The company does not explain how this process of comparison works, but it implies that they identify a subset of knowledge and skills that fall into both camps, then simply test kids on that.

To feel confident in this process, we would need to be certain that the subset is sufficient in size and scope to support the dual claims. That is, we would need to know what lies outside the overlap slice, as well as what lies within. What is being taught in high school that does not appear on the test because it is not a college-ready expectation?
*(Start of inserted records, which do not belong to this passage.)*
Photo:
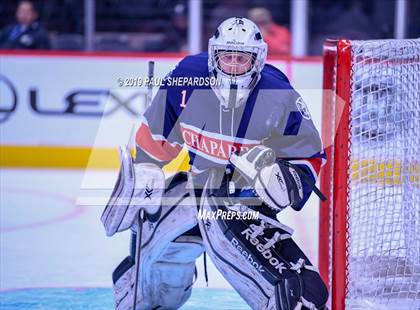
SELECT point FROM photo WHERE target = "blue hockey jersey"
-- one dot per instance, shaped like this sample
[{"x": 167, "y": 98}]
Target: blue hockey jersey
[{"x": 191, "y": 116}]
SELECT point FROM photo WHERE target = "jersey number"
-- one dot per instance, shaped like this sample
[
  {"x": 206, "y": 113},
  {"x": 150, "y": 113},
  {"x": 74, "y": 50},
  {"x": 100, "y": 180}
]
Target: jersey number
[{"x": 183, "y": 100}]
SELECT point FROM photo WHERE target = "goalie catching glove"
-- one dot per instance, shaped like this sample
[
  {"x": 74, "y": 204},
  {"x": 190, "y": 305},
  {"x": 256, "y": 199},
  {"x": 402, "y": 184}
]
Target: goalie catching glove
[{"x": 278, "y": 184}]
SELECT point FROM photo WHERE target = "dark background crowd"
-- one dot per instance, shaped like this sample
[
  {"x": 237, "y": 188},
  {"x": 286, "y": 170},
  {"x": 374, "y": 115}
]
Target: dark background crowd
[{"x": 162, "y": 25}]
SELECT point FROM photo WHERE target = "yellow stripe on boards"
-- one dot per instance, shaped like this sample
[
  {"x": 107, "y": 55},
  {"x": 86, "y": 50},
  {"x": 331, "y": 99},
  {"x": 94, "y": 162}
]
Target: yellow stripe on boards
[{"x": 12, "y": 156}]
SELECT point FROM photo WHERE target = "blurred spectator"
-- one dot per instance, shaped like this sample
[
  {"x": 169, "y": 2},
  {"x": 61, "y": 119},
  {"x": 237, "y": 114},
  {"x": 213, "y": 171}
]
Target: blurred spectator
[
  {"x": 276, "y": 36},
  {"x": 26, "y": 33}
]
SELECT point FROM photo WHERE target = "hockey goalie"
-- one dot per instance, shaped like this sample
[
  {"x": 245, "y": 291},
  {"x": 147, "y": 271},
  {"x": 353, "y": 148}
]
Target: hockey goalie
[{"x": 252, "y": 147}]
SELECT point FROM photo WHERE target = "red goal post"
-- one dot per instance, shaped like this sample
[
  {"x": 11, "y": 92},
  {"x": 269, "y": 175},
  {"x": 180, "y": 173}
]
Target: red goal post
[{"x": 371, "y": 130}]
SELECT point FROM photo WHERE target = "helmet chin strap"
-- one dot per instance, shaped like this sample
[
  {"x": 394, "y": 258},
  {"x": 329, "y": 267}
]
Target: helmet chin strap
[{"x": 233, "y": 95}]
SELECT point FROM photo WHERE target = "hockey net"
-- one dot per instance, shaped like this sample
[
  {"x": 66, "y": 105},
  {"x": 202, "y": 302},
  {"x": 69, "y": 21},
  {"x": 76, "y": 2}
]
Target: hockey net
[{"x": 369, "y": 251}]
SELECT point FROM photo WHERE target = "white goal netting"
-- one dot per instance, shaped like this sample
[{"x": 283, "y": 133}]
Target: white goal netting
[{"x": 384, "y": 183}]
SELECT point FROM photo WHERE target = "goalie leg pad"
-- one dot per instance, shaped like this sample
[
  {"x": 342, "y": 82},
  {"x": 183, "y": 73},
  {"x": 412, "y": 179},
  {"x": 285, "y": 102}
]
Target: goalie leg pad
[
  {"x": 167, "y": 262},
  {"x": 259, "y": 259}
]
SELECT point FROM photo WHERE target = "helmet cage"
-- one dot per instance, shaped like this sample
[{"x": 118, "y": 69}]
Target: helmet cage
[{"x": 252, "y": 53}]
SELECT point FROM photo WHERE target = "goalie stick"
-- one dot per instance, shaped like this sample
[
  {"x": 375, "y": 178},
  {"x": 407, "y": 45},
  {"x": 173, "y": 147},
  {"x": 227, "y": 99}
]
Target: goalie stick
[{"x": 141, "y": 213}]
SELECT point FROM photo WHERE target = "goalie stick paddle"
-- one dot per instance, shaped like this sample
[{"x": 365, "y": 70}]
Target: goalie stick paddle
[
  {"x": 150, "y": 74},
  {"x": 140, "y": 218},
  {"x": 141, "y": 214}
]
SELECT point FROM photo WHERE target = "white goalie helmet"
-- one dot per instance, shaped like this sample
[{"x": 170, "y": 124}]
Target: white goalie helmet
[{"x": 237, "y": 54}]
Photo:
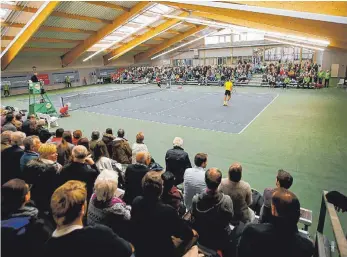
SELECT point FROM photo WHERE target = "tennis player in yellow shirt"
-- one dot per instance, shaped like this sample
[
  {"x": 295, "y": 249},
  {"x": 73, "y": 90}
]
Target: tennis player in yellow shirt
[{"x": 228, "y": 88}]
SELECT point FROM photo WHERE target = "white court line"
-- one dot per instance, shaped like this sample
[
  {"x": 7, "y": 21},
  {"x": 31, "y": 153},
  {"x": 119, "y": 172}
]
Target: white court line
[{"x": 258, "y": 114}]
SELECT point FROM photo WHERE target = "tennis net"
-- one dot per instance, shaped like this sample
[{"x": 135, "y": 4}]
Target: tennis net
[{"x": 90, "y": 99}]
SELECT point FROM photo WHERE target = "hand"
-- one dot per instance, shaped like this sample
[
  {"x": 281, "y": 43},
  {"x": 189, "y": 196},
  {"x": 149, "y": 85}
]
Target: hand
[{"x": 89, "y": 161}]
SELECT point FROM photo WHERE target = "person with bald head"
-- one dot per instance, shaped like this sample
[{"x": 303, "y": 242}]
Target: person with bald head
[
  {"x": 133, "y": 176},
  {"x": 239, "y": 192},
  {"x": 213, "y": 212},
  {"x": 81, "y": 168},
  {"x": 280, "y": 236}
]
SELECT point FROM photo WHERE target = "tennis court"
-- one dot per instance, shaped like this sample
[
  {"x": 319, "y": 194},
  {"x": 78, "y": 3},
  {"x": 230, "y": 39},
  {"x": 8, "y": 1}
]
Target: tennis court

Likewise, what college-ready expectations do not appear on the test because they are not being taught in high school?

Once we knew those things, then we could validate the ACT by answering this question: Is the overlap slice sufficient to support both the claim that the test measures what is being taught in high school and the claim that it measures college readiness?

In other words, is there enough of the high school curriculum on the test to justify calling it a valid measure of high school achievement? And are there, at the same time, enough college expectations on the test to justify calling it a valid measure of college readiness?

ACT doesn’t attempt to answer these questions. As far as the ACT is concerned, if you demonstrate proficiency on the test, then ipso facto you’ve both mastered your high school curriculum and are ready for college, because the claims they make for the test require that the two constructs be identical.

What if you don’t do so well on the test? Is it because you haven’t learned well enough what you’ve been taught? Or because you haven’t been taught what you’re being tested on?

The ACT simply doesn’t allow for the second possibility.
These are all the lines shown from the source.